Figure 6: Enrollment by Grade Bands in Virginia

Figure 7 compares kindergarten and 12th grade enrollment. As mentioned throughout this post, kindergarten enrollment began to decline in 2013 and has continued into 2024. Meanwhile, 12th grade enrollment has mostly grown as the larger cohorts that started school prior to 2013 have begun to graduate.
Figure 7: Kindergarten and 12th Grade Enrollment in Virginia

In the spring of 2025, Virginia public schools graduated their largest cohort—the same cohort that made up the largest kindergarten class in 2012. This marks an important milestone in these dynamics as the first of the progressively smaller cohorts that began school after 2012 will enter the 12th grade. At this point, the gradual, bottom-up decline that began in 2013 will have fully worked its way through the K-12 system.
Looking Ahead
The Demographics Research Group will release a new round of statewide enrollment projections in January of 2026. The trends discussed in this blog post will shape Virginia’s future public K-12 enrollment.
Virginia’s K-12 enrollment has shown little direction in recent years, but steady decline now seems likely. The 2015-2020 cohorts (those enrolled in grades K-5 in 2020) are recovering after experiencing the brunt of the 2020 enrollment shock, with two of these cohorts exceeding their pre-pandemic class size. This recovery mostly halted K-5 enrollment losses since 2021. By fall of 2025, however, only one of these cohorts will remain in elementary school. In addition, kindergarten class sizes and annual births continue to decline. This nearly guarantees that K-5 enrollment decline will resume, likely at a faster pace.
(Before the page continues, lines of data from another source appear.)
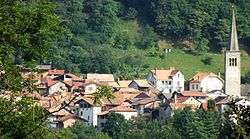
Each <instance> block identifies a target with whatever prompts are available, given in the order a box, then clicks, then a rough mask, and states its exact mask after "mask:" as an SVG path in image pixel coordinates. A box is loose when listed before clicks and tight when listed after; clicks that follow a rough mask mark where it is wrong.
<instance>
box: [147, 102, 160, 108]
mask: <svg viewBox="0 0 250 139" xmlns="http://www.w3.org/2000/svg"><path fill="white" fill-rule="evenodd" d="M160 103H161V102H157V101H156V102H154V103H152V104H151V105H149V106H148V107H146V108H149V109H155V108H159V107H160Z"/></svg>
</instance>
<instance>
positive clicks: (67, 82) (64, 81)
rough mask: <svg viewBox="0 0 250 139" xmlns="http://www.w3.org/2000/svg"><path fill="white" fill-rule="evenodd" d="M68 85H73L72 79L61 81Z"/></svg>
mask: <svg viewBox="0 0 250 139" xmlns="http://www.w3.org/2000/svg"><path fill="white" fill-rule="evenodd" d="M63 82H64V83H65V84H66V85H68V86H73V81H63Z"/></svg>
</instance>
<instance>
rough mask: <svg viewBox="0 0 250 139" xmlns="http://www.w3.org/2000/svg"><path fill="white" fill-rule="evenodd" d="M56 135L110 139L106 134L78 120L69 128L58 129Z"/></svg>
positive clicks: (83, 138)
mask: <svg viewBox="0 0 250 139" xmlns="http://www.w3.org/2000/svg"><path fill="white" fill-rule="evenodd" d="M57 137H58V138H60V139H110V137H109V136H108V135H106V134H104V133H102V132H99V131H96V129H95V128H94V127H92V126H87V125H85V123H82V122H79V121H76V122H75V123H74V125H73V126H72V127H70V128H66V129H62V130H59V132H57Z"/></svg>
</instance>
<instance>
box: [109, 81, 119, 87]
mask: <svg viewBox="0 0 250 139" xmlns="http://www.w3.org/2000/svg"><path fill="white" fill-rule="evenodd" d="M108 86H111V87H114V88H119V87H120V85H119V84H118V83H117V82H108Z"/></svg>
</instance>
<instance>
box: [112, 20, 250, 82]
mask: <svg viewBox="0 0 250 139" xmlns="http://www.w3.org/2000/svg"><path fill="white" fill-rule="evenodd" d="M141 29H142V28H141V27H140V25H139V23H138V22H136V21H122V22H120V23H119V24H117V31H120V32H127V33H128V35H129V36H130V38H133V39H137V38H138V35H139V33H138V31H140V30H141ZM133 41H134V42H135V40H133ZM161 45H162V46H165V45H168V47H169V46H170V48H171V45H170V44H168V43H167V42H165V41H162V43H161ZM116 51H117V53H118V55H119V57H123V56H124V55H132V56H134V55H137V54H140V55H142V56H144V57H143V59H142V62H143V64H141V65H145V64H147V65H149V68H147V69H143V70H142V71H140V72H139V77H141V78H145V77H146V75H147V73H148V72H149V70H150V69H153V68H154V67H157V68H158V69H168V68H169V67H175V68H176V69H179V70H181V71H182V72H183V73H184V75H185V78H186V79H187V80H188V79H190V78H191V77H192V76H194V75H195V74H196V72H213V73H215V74H217V73H218V72H221V75H223V73H224V54H213V53H205V54H202V55H192V54H188V53H185V52H184V51H182V50H179V49H172V52H171V53H164V52H163V51H162V50H161V52H159V53H160V54H161V55H165V58H163V59H161V58H160V57H159V56H155V57H148V56H146V55H147V53H148V52H149V51H153V52H157V51H156V50H154V49H151V50H140V49H136V48H135V47H134V46H131V47H130V48H129V49H128V50H118V49H116ZM205 57H211V58H212V63H211V65H206V64H204V63H203V62H202V59H204V58H205ZM248 71H250V57H249V56H242V57H241V73H242V76H244V75H245V73H246V72H248ZM129 74H130V77H133V76H134V75H135V74H136V71H130V73H129Z"/></svg>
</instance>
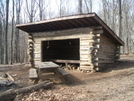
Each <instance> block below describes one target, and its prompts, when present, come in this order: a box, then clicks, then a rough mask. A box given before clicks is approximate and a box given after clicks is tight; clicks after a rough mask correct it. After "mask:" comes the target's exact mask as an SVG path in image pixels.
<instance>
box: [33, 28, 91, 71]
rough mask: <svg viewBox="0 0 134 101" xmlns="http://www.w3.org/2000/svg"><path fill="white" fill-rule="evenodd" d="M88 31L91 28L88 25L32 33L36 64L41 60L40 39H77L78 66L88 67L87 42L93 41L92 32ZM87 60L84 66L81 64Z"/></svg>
mask: <svg viewBox="0 0 134 101" xmlns="http://www.w3.org/2000/svg"><path fill="white" fill-rule="evenodd" d="M90 32H91V28H89V27H88V28H78V29H69V30H62V31H52V32H38V33H32V35H33V36H34V40H35V44H34V46H35V51H34V54H35V59H34V60H35V64H36V66H37V64H38V62H40V61H42V54H41V53H42V52H41V47H42V46H41V43H42V41H50V40H66V39H79V40H80V42H79V43H80V50H79V52H80V61H81V62H80V66H82V68H87V67H90V66H91V56H90V53H91V52H90V46H91V45H89V43H90V42H92V41H93V39H92V38H93V34H91V33H90ZM87 62H88V65H86V66H84V65H83V64H87ZM89 64H90V66H89ZM90 68H91V67H90ZM92 68H93V66H92ZM87 69H88V68H87Z"/></svg>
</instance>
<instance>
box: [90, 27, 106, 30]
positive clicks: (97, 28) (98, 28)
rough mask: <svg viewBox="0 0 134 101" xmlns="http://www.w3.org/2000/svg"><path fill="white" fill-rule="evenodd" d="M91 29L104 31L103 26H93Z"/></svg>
mask: <svg viewBox="0 0 134 101" xmlns="http://www.w3.org/2000/svg"><path fill="white" fill-rule="evenodd" d="M90 28H91V29H93V30H97V29H102V28H103V27H102V26H91V27H90Z"/></svg>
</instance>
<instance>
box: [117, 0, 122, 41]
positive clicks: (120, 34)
mask: <svg viewBox="0 0 134 101" xmlns="http://www.w3.org/2000/svg"><path fill="white" fill-rule="evenodd" d="M121 1H122V0H118V5H119V6H118V7H119V37H120V38H121V39H122V9H121Z"/></svg>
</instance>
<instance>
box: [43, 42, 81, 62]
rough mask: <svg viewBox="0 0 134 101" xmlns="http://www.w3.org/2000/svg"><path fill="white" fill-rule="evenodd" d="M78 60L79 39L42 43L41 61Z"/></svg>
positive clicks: (79, 58) (78, 57) (79, 56)
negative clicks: (41, 55) (41, 59)
mask: <svg viewBox="0 0 134 101" xmlns="http://www.w3.org/2000/svg"><path fill="white" fill-rule="evenodd" d="M58 59H59V60H79V59H80V56H79V39H67V40H52V41H42V61H49V60H58Z"/></svg>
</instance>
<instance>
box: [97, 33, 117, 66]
mask: <svg viewBox="0 0 134 101" xmlns="http://www.w3.org/2000/svg"><path fill="white" fill-rule="evenodd" d="M116 48H117V45H116V44H114V43H113V42H112V41H111V40H110V39H109V38H108V37H106V36H105V35H104V34H102V35H101V37H100V49H99V52H98V55H97V57H98V59H99V68H101V67H103V66H104V65H105V64H108V63H114V62H115V51H116Z"/></svg>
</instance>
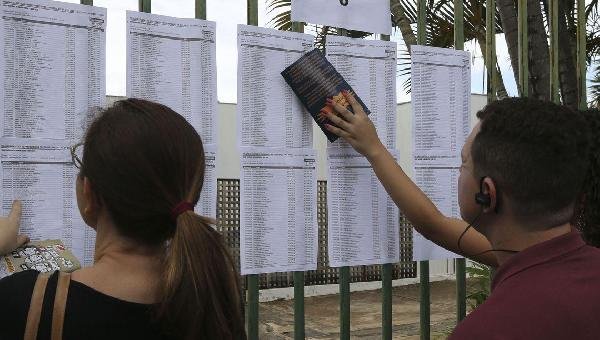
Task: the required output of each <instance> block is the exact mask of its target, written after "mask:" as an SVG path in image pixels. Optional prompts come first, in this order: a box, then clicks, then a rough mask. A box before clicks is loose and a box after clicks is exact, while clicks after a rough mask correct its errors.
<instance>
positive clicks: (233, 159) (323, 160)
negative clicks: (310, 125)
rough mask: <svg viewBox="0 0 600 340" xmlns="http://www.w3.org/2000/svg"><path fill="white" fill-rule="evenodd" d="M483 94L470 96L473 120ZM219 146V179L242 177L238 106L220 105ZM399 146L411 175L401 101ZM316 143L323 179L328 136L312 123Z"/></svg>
mask: <svg viewBox="0 0 600 340" xmlns="http://www.w3.org/2000/svg"><path fill="white" fill-rule="evenodd" d="M486 100H487V99H486V97H485V96H482V95H472V96H471V112H472V122H474V121H475V113H476V112H477V111H478V110H479V109H481V108H482V107H483V106H484V105H485V103H486ZM218 121H219V149H218V152H219V153H218V162H217V172H218V176H219V178H239V176H240V161H239V153H238V151H237V146H236V143H237V142H236V131H237V121H236V105H235V104H219V120H218ZM397 125H398V128H397V129H398V132H397V135H398V137H397V144H396V145H397V149H398V151H399V153H400V165H401V166H402V168H403V169H405V171H406V172H407V173H408V174H409V175H411V174H412V157H411V155H412V114H411V105H410V102H408V103H401V104H399V105H398V111H397ZM313 146H314V148H315V149H316V150H317V153H318V171H317V177H318V178H319V179H320V180H324V179H326V177H327V167H326V155H325V149H326V147H327V139H326V138H325V135H324V134H323V133H322V132H321V131H320V129H319V128H318V127H317V125H316V124H313Z"/></svg>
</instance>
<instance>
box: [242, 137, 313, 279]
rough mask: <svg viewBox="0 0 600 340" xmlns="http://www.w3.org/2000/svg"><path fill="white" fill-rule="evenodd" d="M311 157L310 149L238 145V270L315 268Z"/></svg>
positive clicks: (299, 270)
mask: <svg viewBox="0 0 600 340" xmlns="http://www.w3.org/2000/svg"><path fill="white" fill-rule="evenodd" d="M315 163H316V153H315V152H314V150H311V149H300V148H296V149H290V148H285V149H284V148H282V149H274V148H268V149H266V148H243V149H242V162H241V167H242V169H241V178H240V188H241V189H240V190H241V192H240V205H241V207H240V255H241V267H242V274H243V275H246V274H259V273H271V272H287V271H305V270H315V269H316V267H317V250H318V248H317V237H318V235H317V231H318V229H317V212H316V206H317V201H316V197H317V178H316V164H315Z"/></svg>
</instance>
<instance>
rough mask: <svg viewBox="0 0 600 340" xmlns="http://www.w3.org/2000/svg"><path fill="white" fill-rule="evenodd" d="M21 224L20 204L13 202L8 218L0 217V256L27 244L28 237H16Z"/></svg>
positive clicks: (19, 202) (6, 217) (12, 250)
mask: <svg viewBox="0 0 600 340" xmlns="http://www.w3.org/2000/svg"><path fill="white" fill-rule="evenodd" d="M20 223H21V202H19V201H14V202H13V206H12V209H11V210H10V214H9V215H8V217H0V255H4V254H8V253H10V252H11V251H13V250H15V249H17V248H19V247H20V246H22V245H24V244H25V243H27V242H29V237H27V236H25V235H18V231H19V225H20Z"/></svg>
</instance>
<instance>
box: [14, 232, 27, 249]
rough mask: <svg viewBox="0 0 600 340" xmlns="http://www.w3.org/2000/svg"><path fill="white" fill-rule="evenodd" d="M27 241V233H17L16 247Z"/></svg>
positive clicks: (18, 246) (17, 246) (23, 245)
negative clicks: (22, 234) (18, 233)
mask: <svg viewBox="0 0 600 340" xmlns="http://www.w3.org/2000/svg"><path fill="white" fill-rule="evenodd" d="M27 243H29V236H27V235H17V245H16V248H19V247H22V246H24V245H25V244H27Z"/></svg>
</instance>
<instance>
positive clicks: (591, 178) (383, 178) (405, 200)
mask: <svg viewBox="0 0 600 340" xmlns="http://www.w3.org/2000/svg"><path fill="white" fill-rule="evenodd" d="M345 96H346V98H347V100H348V102H349V103H351V104H352V107H353V111H354V112H355V113H356V114H352V113H351V112H349V111H348V110H346V109H345V108H344V107H343V106H341V105H339V104H335V103H333V102H330V103H329V105H330V106H332V107H333V108H334V109H335V111H336V114H329V113H325V114H326V115H327V118H329V119H330V120H331V121H332V122H333V123H334V124H336V126H333V125H328V126H327V128H328V129H329V131H331V132H333V133H335V134H336V135H338V136H339V137H341V138H343V139H345V140H346V141H347V142H349V143H350V144H351V145H352V146H353V147H354V148H355V149H356V150H357V151H358V152H360V153H361V154H362V155H364V156H365V157H366V158H367V159H368V160H369V162H370V163H371V165H372V166H373V169H374V171H375V173H376V174H377V176H378V178H379V180H380V181H381V182H382V184H383V185H384V187H385V188H386V190H387V192H388V193H389V195H390V196H391V198H392V199H393V200H394V202H395V203H396V205H397V206H398V207H399V208H400V210H401V211H402V212H403V213H404V214H405V215H406V217H407V218H408V220H409V221H411V223H412V224H413V225H414V227H415V229H416V230H417V231H418V232H420V233H421V234H423V235H424V236H425V237H427V238H428V239H430V240H431V241H433V242H435V243H436V244H438V245H440V246H442V247H444V248H446V249H448V250H451V251H453V252H456V253H459V254H462V255H464V256H466V257H469V258H471V259H473V260H476V261H478V262H481V263H484V264H487V265H490V266H493V267H498V265H499V262H498V258H497V256H498V255H502V254H500V253H498V252H495V251H491V250H492V246H491V244H490V242H489V241H488V239H487V238H486V237H485V236H484V235H482V234H481V233H479V232H478V231H476V230H475V228H469V225H470V223H472V222H473V221H464V220H461V219H455V218H450V217H447V216H444V215H443V214H442V213H441V212H440V211H439V210H438V209H437V208H436V207H435V205H434V204H433V203H432V202H431V200H429V198H428V197H427V196H426V195H425V194H424V193H423V192H422V191H421V190H420V189H419V187H417V185H416V184H415V183H414V182H412V181H411V179H410V178H409V177H408V176H407V175H406V174H405V173H404V171H403V170H402V168H401V167H400V166H399V165H398V164H397V163H396V161H395V160H394V158H393V157H392V156H391V155H390V153H389V152H388V151H387V150H386V149H385V147H384V146H383V145H382V143H381V141H380V140H379V138H378V136H377V132H376V131H375V127H374V125H373V123H372V122H371V121H370V119H369V118H368V116H367V115H366V114H365V113H364V111H363V110H362V108H361V107H360V105H359V104H358V103H357V102H356V100H355V99H354V97H353V96H352V95H350V94H347V93H346V94H345ZM507 105H509V104H507ZM525 114H526V113H525ZM581 114H582V115H583V116H584V117H585V119H586V120H587V122H588V126H589V127H590V128H589V131H586V132H585V133H588V134H589V145H588V146H589V148H590V150H591V152H589V153H588V155H587V157H588V158H589V167H588V175H587V179H586V183H585V185H584V189H583V193H582V195H581V204H580V207H576V213H575V216H574V217H573V218H574V221H573V223H572V225H573V226H574V227H577V228H579V229H580V230H581V231H582V234H583V237H584V239H585V240H586V241H587V242H588V243H589V244H590V245H593V246H596V247H600V136H598V134H599V133H600V112H599V111H598V110H589V111H584V112H581ZM469 151H470V150H469ZM465 161H466V159H465V155H464V154H463V163H464V162H465ZM463 166H464V164H463ZM470 199H471V200H472V199H473V198H470ZM459 239H460V242H459ZM459 243H460V244H459Z"/></svg>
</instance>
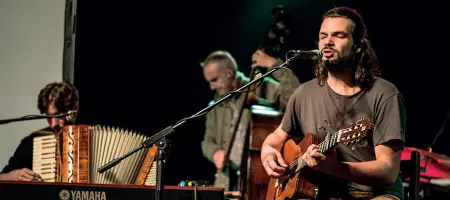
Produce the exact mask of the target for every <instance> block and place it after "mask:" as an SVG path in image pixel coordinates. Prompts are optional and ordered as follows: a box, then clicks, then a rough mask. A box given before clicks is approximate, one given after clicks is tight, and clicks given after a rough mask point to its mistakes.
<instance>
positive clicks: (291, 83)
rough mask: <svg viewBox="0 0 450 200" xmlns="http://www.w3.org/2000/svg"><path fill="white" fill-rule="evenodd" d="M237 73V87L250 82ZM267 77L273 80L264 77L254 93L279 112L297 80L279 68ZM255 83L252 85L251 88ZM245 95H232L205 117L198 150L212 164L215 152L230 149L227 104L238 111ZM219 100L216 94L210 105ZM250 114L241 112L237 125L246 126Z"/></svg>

A continued, if not sharper, decline is also likely in middle and high school enrollment. Each year since 2013, the larger cohorts that once stabilized K-12 enrollment have slowly given way to smaller ones. After 2020, the cascading decline that began in grades K-5 became evident in grades 6-8 as the larger pre-2013 cohorts entered high school. This pattern is now taking root in grades 9-12, especially as the last and largest of the pre-2013 cohorts graduated in the spring of 2025. While continued recovery in 2015-2020 cohorts could soften losses, it seems inevitable that nearly each advancing cohort will be replaced by a smaller one in the years ahead.